VATICAN CITY (CNS) — Pope Francis has named Jesuit Father Stephen Chow Sau-yan, a native of Hong Kong and provincial of the Jesuits’ Chinese province, to be the new bishop of Hong Kong.

The appointment of the 61-year-old Jesuit, who also serves as supervisor of the Jesuits’ Wah Yan colleges in Hong Kong, was announced by the Vatican May 17.

Bishop-designate Chow will take over from Cardinal John Tong Hon, former bishop of Hong Kong, who had been serving as apostolic administrator of the diocese since the death in January 2019 of Bishop Michael Yeung Ming-cheung, a onetime refugee who earned a master’s degree in communications from Syracuse University in the early 1980s.

In an article published in November in Hong Kong’s Ming Pao Weekly magazine, Father Chow said one of his roles at the colleges is to be “a bridge” between members of the school community — both staff and students — who have divergent views on how much autonomy Hong Kong should have from the central Chinese government.

“Do you know how a bridge works?” Father Chow asked the magazine. “A bridge must be stepped over by people, so that it can bring people to the other side.”

“Being a bridge, in a sense, entails bearing the burden. My words may not cater to both sides, but at least, it brings people from the two sides to come together in the middle. Otherwise, there is no future for society,” he said, according to the English translation of the article, which was published on the Chinese province’s website.

“In Wah Yan, everybody can speak what they want, any topic, as long as it is not propaganda but a discussion from different perspectives supported by convincing facts,” he said.

Welcoming Bishop-designate Chow’s appointment, Jesuit Father Arturo Sosa, superior general of the order, said, “I am happy that Father Stephen can continue to serve, and I wish him every blessing in this new ministry. The Jesuits are proud of our links with the Chinese people, which go back to the great missionary Matteo Ricci who had such a respect for Chinese culture.”

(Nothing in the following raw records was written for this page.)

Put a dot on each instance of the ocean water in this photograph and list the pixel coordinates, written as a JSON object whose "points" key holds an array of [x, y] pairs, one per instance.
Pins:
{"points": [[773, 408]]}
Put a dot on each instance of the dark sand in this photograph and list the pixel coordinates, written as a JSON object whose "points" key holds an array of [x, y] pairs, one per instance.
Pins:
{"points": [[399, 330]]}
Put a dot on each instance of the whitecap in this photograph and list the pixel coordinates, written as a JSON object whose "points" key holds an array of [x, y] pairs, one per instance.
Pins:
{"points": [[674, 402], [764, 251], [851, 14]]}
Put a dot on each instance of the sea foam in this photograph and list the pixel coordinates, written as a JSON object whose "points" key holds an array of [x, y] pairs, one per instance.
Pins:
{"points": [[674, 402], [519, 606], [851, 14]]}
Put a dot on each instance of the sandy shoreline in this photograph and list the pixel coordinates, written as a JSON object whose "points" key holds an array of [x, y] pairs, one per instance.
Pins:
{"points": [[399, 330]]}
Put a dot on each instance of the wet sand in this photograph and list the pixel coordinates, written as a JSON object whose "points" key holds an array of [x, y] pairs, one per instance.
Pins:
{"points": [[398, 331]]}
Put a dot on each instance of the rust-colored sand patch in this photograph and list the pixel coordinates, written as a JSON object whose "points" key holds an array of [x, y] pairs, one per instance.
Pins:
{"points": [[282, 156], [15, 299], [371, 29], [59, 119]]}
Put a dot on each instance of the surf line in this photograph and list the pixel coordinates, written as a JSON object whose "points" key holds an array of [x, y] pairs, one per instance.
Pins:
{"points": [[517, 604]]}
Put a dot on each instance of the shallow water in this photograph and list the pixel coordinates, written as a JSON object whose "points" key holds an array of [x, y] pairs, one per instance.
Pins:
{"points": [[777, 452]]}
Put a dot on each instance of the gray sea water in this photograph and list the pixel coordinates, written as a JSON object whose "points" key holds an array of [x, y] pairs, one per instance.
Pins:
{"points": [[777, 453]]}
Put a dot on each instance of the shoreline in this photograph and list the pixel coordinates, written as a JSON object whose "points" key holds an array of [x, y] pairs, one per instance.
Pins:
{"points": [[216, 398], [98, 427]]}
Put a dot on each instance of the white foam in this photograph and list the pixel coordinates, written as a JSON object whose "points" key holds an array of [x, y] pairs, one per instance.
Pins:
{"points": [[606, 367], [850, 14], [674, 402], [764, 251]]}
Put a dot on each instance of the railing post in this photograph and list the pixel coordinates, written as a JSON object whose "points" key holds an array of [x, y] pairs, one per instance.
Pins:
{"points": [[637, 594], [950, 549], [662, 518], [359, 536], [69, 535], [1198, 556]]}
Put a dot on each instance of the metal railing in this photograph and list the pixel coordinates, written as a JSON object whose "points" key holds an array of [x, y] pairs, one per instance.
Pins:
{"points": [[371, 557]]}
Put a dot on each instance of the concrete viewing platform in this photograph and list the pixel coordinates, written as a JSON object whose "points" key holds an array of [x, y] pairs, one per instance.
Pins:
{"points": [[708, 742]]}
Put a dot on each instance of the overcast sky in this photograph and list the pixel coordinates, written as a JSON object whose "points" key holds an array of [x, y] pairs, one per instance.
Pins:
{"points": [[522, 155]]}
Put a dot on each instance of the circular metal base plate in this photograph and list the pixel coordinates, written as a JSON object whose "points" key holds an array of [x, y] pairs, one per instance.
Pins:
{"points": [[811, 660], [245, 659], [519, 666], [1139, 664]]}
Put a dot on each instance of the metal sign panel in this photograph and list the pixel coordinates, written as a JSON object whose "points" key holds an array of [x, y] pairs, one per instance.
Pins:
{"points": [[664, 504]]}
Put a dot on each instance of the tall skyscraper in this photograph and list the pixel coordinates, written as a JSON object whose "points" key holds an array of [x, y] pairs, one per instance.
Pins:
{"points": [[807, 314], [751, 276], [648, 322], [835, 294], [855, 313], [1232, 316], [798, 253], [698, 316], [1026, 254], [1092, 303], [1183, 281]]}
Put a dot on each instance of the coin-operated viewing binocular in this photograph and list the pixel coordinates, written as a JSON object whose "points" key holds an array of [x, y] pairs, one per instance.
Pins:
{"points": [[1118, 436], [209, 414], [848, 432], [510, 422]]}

At a book presentation at the Jesuit headquarters May 11, Father Sosa described the Chinese province as “very complex because it includes mainland China and also the island of Taiwan and Hong Kong and Macao.”

“All together there are about 160 Jesuits in the catalog and others who are not in the catalogue, who are basically in mainland China,” Father Sosa said. While the 160 are distributed throughout the province, “the majority — especially the majority of the young — are in mainland China.”